С крыльца, перевесившись через ограду палисадника, рубанул кулаком по окну, осколки посыпались на подоконник, зашуршали в цветах.
- Открой! Лучше открой, гаденыш!
В доме было тихо. Он спрыгнул в палисадник, просунул руку в разбитое окно и, нащупав задвижку, дернул раму на себя. Окно низкое, в аршине от земли. Семченко смел с подоконника цветочные горшки, пролез в комнату. Сперва услышал, как верещит в соседней комнате младенец, а затем уже заметил Геньку. Тот стоял у стены с револьвером в руке.
- Ах ты, гаденыш!
Семченко с налету притиснул его в угол, вырвал револьвер, который Генька и наставить-то не осмелился. На божнице над их головами с металлическим стуком упала иконка.
Никаких других слов не было, только это - гаденыш, гаденыш. Семченко за шкирку выволок его на улицу, толкнул к бричке:
- Лезь!
А сам начал разматывать вожжи, обмотанные вокруг штакетины.
Кабаков крутился около:
- За что вы его, Николай Семенович? Что он вам сделал?
Глобус всхрапнул, с жалкой стариковской удалью несколько раз подкинул голову, пятясь от ограды и натягивая вожжи. Семченко никак не мог их размотать, развязать узел. Хотел поддернуть Глобуса у себе и вдруг почувствовал, что вожжи какие-то странные - шершавые на ощупь и будто зернистые. Приводные ремни?

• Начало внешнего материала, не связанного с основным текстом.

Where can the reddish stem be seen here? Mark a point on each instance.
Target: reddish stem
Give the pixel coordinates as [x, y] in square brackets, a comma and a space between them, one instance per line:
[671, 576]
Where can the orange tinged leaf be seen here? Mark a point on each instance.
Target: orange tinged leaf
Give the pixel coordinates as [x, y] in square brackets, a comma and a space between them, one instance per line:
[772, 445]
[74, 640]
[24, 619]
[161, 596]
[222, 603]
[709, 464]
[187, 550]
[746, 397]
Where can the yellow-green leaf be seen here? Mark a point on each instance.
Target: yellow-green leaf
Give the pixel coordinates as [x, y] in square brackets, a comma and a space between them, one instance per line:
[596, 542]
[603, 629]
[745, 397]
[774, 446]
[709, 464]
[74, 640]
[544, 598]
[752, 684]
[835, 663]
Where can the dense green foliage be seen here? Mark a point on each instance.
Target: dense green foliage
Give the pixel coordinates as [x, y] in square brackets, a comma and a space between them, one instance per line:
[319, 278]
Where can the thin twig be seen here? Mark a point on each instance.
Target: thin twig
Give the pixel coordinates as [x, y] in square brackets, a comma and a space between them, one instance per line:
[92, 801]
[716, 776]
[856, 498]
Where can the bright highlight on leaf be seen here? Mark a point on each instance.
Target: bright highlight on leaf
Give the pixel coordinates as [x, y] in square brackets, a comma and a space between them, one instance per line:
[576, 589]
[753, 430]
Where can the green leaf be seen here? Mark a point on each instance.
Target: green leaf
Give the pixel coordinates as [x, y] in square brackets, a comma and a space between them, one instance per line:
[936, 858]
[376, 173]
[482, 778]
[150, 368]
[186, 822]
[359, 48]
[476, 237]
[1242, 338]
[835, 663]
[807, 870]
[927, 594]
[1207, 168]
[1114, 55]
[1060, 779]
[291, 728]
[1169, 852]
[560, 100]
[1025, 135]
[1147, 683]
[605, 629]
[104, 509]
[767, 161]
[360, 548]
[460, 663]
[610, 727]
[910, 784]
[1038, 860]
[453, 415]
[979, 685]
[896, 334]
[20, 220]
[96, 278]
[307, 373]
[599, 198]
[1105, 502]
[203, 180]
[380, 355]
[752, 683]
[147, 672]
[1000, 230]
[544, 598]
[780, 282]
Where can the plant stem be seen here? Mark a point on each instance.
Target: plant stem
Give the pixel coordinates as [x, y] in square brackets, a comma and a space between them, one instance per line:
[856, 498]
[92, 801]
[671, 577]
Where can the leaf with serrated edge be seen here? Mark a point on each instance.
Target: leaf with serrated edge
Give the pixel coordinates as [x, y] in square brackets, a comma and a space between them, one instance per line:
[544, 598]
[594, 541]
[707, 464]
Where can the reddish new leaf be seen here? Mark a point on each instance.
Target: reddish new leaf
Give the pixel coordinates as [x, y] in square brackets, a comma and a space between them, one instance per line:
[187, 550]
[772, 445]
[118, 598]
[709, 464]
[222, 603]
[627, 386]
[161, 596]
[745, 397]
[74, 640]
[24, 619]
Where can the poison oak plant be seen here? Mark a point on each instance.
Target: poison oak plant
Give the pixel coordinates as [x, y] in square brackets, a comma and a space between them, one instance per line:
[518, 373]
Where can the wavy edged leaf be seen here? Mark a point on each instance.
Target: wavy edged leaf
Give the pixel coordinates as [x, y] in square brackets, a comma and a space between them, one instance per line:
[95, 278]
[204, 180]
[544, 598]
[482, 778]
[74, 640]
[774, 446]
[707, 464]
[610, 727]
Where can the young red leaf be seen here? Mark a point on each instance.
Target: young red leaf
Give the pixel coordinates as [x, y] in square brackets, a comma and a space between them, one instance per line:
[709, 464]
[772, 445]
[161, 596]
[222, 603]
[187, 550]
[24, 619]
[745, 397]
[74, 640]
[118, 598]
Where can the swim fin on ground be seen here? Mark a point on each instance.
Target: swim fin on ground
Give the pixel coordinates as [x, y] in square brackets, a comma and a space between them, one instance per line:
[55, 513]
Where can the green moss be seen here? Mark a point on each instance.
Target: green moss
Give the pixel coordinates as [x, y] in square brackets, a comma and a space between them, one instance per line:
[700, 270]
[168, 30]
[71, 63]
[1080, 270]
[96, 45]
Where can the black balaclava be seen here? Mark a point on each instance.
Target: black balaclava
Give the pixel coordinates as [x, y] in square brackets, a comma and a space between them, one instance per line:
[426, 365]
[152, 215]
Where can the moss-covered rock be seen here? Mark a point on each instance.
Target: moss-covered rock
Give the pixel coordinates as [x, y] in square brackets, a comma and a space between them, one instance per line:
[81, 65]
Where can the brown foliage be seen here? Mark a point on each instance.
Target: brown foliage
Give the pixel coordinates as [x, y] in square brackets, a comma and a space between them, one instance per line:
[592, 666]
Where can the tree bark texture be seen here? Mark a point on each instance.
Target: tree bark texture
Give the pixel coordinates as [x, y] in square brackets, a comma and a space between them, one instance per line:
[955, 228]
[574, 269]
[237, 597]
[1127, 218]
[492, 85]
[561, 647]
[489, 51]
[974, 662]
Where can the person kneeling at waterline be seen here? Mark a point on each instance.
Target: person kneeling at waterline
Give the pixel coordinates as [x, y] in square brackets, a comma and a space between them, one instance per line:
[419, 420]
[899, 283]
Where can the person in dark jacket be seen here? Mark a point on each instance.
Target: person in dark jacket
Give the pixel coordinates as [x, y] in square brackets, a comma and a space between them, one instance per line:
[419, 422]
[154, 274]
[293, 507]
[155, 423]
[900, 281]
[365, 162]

- Кабаков! - заорал он. - Ты где эти вожжи взял?
Тот кивнул на Геньку:
- У него купил. Сами же велели упряжь купить. Сдачи восемьсот рублей я Пустыреву отдал.
- А папаню сгноят тама, - сказал Генька.
Он стоял возле брички, тянул тонкую шею и тяжело сглатывал точь-в-точь, как его отец на суде. Рубаха болталась поверх штанов. Странным казалось, что в этом тщедушном теле подростка такая живет изворотливая и осмотрительная ненависть. А у Семченко уже и ненависти к нему не было. И младенец кричит. Какая ненависть? Все-таки он до последней минуты надеялся на ошибку, как с рыжим идистом, надеялся, что не в него стреляли, а в нее, готовился встретить врага, убийцу, таинственного в своих намерениях, а встретил мальчишку-мстителя, гусенка, которого и ударить-то стыдно. Вот, значит, из-за чего она погибла. То письмо, прочитанное им на суде. Вожжи на Глобусе... Господи!
- Знал? - коротко спросил Семченко.
- Нет! - Генька затряс головой. - Ей-богу, нет! Думал, курсант этот... Позавчера все понял, когда вы пробоины считали. Я за сценой стоял, слышал.
- Браунинг у тебя откуда?
- Английский, как у рыжего, - встрял Кабаков. - Из того же вагона. И патронов было три коробки. Мы их осенью в лесу по жестянкам высадили.
- Что ж ты в меня там стрелять стал? - спросил Семченко. - В другом месте не мог?
- Да я не хотел...
- Чего тогда пушку свою принес?
- Так... Представить только.
Или и вправду не хотел? Вернее, не решился бы. Хотя и мечталось, конечно: вот он, Семченко, этот не желающий ничего понимать непрошеный обвинитель, падает на землю с пулей в сердце. И пусть, пусть, если на лошади у него те самые вожжи, из-за которых он человека в тюрьму отправил. Так и осталось бы в мечтаниях, но - темнота, розовый луч, пальнул курсант, и рука вырвала из кармана браунинг. Семченко покачал его на ладони, и страшно сделалось: откуда у них обоих, у него самого и у Геньки, такая непоколебимая убежденность в собственном праве решать чужую судьбу? А у Линева? Или у этого рыжего идиста, который тоже мог выстрелить в Семченко, чтобы отомстить за письмо в губком? И тоже, значит, мог попасть не в него, а в нее. И почему за все ей отвечать - Казарозе?
- А ночью за нами в училище для чего пошел?
- Так... Вы пошли, и я пошел. Понять хотел, кто вы такие, испирантисты.
- Ты же человека убил, - сказал Семченко. - Понимаешь?
- Ага, - кивнул Генька.
- Чего "ага"?
- Понимаю... Вы с Вадькой говорили ночью, я понял.
- И что делать собирался, когда понял?
- Не знаю... Думал.
- Думал? Ах ты, гаденыш! - Схватил его, подержал, скручивая на груди рубаху, и опять швырнул к бричке.